Monday, Aug. 15, 1955
TIME CLOCK
U.S. RAILROADS will have one of their best years since World War II. First-half earnings for 126 Class I roads are up nearly 80%, totaling $416 million v. $232 million for the same period in 1954. Prime example: the Union Pacific Railroad, whose first-half net of $35.5 million is the highest in history, some 16% higher than the previous record in 1953.
ROBERT R. YOUNG has agreed to a settlement of his legal battle with ten Alleghany Corp. stockholders, who charge that he used $700,000 of Alleghany funds to pay for his successful New York Central proxy fight last year (TIME, June 21, 1954).
In an out-of-court settlement, Young agreed to pay Alleghany the $700,000, will also guarantee it against loss in Young's deal with Oilmen Clint Murchison and Sid Richardson to buy 600,000 shares of New York Central stock with Alleghany funds.
CANNED COKES are getting a try-out from Coca-Cola. After holding out steadily against the canned soft-drink boom (TIME, April 26, 1954), Coca-Cola is turning out 100,000 cartons (24 cans per carton) of Cokes for the Army and Air Force Exchange Service in the Far East, seems likely to try the idea on civilian markets if the test works well.

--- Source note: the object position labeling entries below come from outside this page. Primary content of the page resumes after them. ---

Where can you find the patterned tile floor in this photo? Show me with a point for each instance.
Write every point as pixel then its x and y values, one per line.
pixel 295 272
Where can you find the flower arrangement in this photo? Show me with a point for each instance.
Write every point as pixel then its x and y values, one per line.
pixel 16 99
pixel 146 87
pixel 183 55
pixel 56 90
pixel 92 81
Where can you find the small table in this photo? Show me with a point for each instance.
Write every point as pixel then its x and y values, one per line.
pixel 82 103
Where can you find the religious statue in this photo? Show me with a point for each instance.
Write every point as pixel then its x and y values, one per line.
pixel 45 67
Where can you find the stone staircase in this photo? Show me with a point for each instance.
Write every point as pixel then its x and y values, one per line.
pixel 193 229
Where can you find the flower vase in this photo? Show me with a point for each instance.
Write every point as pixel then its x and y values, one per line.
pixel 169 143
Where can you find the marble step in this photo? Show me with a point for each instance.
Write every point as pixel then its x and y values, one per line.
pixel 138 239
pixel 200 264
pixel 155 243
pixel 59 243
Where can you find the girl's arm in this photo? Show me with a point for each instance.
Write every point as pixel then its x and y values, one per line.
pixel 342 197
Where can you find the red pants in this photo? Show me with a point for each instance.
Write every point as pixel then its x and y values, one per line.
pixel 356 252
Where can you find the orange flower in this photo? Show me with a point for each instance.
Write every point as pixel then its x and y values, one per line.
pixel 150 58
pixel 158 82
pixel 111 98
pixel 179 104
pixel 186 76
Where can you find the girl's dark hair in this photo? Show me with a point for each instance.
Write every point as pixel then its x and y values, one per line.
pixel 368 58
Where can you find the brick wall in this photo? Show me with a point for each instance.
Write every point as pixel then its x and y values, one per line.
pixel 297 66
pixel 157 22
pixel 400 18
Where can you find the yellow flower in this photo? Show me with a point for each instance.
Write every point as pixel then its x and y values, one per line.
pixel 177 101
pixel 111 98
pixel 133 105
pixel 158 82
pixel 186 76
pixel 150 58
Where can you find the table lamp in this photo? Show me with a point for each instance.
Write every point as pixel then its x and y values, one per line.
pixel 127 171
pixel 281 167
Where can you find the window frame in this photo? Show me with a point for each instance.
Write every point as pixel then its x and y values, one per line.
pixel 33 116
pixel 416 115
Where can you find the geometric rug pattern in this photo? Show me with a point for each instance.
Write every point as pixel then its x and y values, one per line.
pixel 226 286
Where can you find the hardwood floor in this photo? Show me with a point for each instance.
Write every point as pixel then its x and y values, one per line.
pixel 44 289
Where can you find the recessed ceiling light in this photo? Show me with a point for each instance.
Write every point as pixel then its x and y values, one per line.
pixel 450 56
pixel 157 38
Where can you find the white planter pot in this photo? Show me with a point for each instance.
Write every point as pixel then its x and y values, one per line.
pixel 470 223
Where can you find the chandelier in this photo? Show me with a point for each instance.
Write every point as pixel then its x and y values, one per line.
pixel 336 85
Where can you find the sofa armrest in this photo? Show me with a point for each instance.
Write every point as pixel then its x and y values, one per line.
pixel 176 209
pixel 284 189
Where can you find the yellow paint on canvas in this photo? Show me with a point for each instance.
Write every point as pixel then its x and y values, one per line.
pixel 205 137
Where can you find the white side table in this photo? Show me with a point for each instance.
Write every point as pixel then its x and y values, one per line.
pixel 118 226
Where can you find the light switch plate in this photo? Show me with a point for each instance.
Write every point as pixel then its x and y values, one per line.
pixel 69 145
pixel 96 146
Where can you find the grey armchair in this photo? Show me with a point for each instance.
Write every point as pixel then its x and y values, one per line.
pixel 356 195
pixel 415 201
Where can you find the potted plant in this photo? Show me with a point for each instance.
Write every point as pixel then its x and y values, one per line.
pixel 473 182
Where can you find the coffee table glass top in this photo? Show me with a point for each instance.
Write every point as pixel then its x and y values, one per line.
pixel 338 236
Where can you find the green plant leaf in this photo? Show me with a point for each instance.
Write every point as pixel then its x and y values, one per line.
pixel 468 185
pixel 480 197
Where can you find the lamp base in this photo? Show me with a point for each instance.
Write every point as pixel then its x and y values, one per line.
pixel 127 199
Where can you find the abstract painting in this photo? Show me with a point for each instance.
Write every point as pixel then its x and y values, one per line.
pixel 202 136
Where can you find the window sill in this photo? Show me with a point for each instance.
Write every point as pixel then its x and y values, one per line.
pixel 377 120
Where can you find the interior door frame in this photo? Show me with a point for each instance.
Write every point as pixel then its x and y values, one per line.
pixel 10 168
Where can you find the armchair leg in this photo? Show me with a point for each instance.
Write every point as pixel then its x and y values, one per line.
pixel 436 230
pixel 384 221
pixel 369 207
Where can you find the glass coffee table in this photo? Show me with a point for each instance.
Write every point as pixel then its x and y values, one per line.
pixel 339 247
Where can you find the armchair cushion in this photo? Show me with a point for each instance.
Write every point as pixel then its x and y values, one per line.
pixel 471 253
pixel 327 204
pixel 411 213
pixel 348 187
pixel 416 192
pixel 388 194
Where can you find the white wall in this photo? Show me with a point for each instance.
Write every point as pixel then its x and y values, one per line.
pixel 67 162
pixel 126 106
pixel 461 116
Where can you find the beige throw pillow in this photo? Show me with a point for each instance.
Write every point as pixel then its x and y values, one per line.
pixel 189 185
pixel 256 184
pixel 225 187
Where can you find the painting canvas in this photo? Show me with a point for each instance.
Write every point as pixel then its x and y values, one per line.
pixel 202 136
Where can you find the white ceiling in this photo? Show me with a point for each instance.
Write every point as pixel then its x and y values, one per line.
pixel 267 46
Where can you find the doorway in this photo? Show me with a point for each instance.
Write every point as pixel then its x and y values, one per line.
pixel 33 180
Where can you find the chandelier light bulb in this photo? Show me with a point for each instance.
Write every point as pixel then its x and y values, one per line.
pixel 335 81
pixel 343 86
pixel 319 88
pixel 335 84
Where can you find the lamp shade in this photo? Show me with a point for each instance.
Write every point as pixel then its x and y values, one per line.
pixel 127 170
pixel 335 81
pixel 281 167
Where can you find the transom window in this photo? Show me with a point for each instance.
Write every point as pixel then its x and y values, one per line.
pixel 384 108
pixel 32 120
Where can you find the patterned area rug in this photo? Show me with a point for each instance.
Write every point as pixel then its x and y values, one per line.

VOLKSWAGEN'S MILLIONTH, rhinestone-studded and gold-painted for the occasion, rolled off the assembly line last week. Supplying more than 40% of the German market already, the biggest German automaker will boost production another 20%, to 1,500 cars daily, to meet a growing demand both at home and abroad. Target for 1955 in the U.S.: 25,000 Volkswagens v. 9,000 in 1954.
RUSSIAN AUTO INDUSTRY will be shaken up in an effort to equal Western standards. After years of putt-putting along with four out-of-date models--the Moskvich (like a 1939 German Opel), the Pobeda (like a 1939 Ford), the Zim (like a 1946 Buick) and the Zis (like a 1941 Packard)--the Reds admit that their postwar designs "are in some respects inferior." A special Auto Ministry will be set up to boost production (1955 planned output: a bare 80,000 cars), cut prices, bring out a new people's car called the Volga, facelift the others.
FRENCH SHIPYARDS are cashing in on lower labor costs to carve away a big slice of the international shipbuilding market. Foreign orders for 1955's first half alone have hit 250,000 tons, some 114,000 tons more than all of 1954. Among the 13 nations that have ordered tankers and freighters from France: the U.S. (four tankers for Tide Water Associated Oil Co.), Britain, Holland and Norway, all traditional maritime powers that normally build their own ships.
SURPLUS SALES ABROAD will be speeded up under a new farm program being pushed by the Department of Agriculture. Although farm exports in 1954 totaled $3 billion (7% higher than in 1953), Secretary Ezra Taft Benson is studying the possibility of selling excess farm commodities to Russia and her satellites. Another idea: to sell a big chunk of the 185 million Ibs. of butter surplus (down from 460 million Ibs. last year) to foreign nations for industrial use in bakeries and candy factories.
KOHLER STRIKE, now dragging into its 16th month (TIME, April 18), still seemed at hopeless deadlock. After a week-long session, negotiations between the second biggest U.S. plumbing fixtures company and 2,800 C.I.O. United Automobile Workers at the company's Kohler, Wise, plant have broken off completely on the issue of rehiring all strikers. Although the U.A.W. has spent $5,500,000 on the strike thus far, it refuses to give an inch, is talking about invoking a "systematic national boycott" against Kohler, even though a suit has already been filed with the NLRB against twelve sympathetic unions for secondary boycotts against the company.